Researchers found that many sharks and rays live, reproduce and hunt for prey in the southern Indian River Lagoon, between the St. Lucie Inlet and Sebastian Inlet, throughout their lives. Ajemian also learned the area may be a more significant nursery for bull sharks than previously thought.
From 2016 to 2018, researchers caught 630 individual sharks, skates and rays of 16 species, including two critically endangered smalltooth sawfish.
"You look back to the papers that were done decades ago, they weren't around," Ajemian said. "Our discovery of them here is really encouraging."
The most commonly caught species were bull sharks and Atlantic stingrays. Bull sharks were most abundant in Vero Beach and the St. Lucie River. Both bull sharks and Atlantic stingrays were more abundant in the fall than in the spring and summer.
The research also found more diversity in species in waters farther from freshwater sources and closer to inlets. Bull sharks and Atlantic stingrays dominated the water closer to freshwater sources.
"This is really just a first glimpse into the species' diversity," Ajemian said.

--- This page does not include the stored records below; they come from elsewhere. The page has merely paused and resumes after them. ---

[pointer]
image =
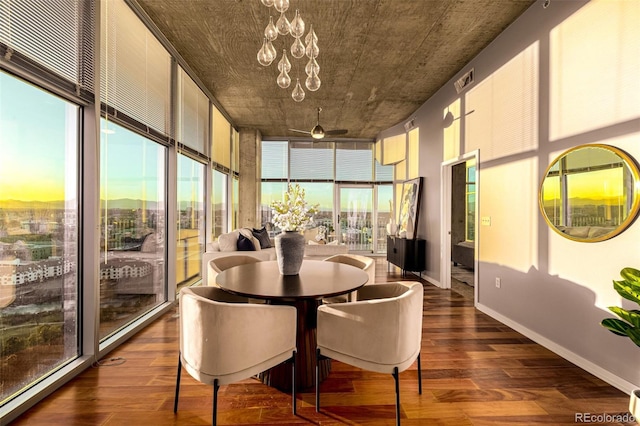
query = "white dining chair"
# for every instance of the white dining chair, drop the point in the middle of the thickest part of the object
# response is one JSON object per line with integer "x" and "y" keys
{"x": 224, "y": 339}
{"x": 381, "y": 332}
{"x": 223, "y": 263}
{"x": 365, "y": 263}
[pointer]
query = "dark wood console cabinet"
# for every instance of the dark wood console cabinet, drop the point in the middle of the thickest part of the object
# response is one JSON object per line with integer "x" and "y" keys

The information will set a strong baseline to track how environmental factors change where the sharks and rays live, and how environmental changes impact their movement patterns. That includes strong storms, Lake Okeechobee freshwater releases and harmful algae blooms.
"We're getting closer to being able to predict when those events happen, what species are going to be around, which ones are going to move out of the system or maybe offshore," Ajemian said. "Less tolerant species may be driven closer to the inlets or even out of the estuary to nearshore ocean habitats."
That has the potential to change the diversity of the lagoon.
"I think we're going to be able to really track their health and population fluxes over the years," Ajemian said.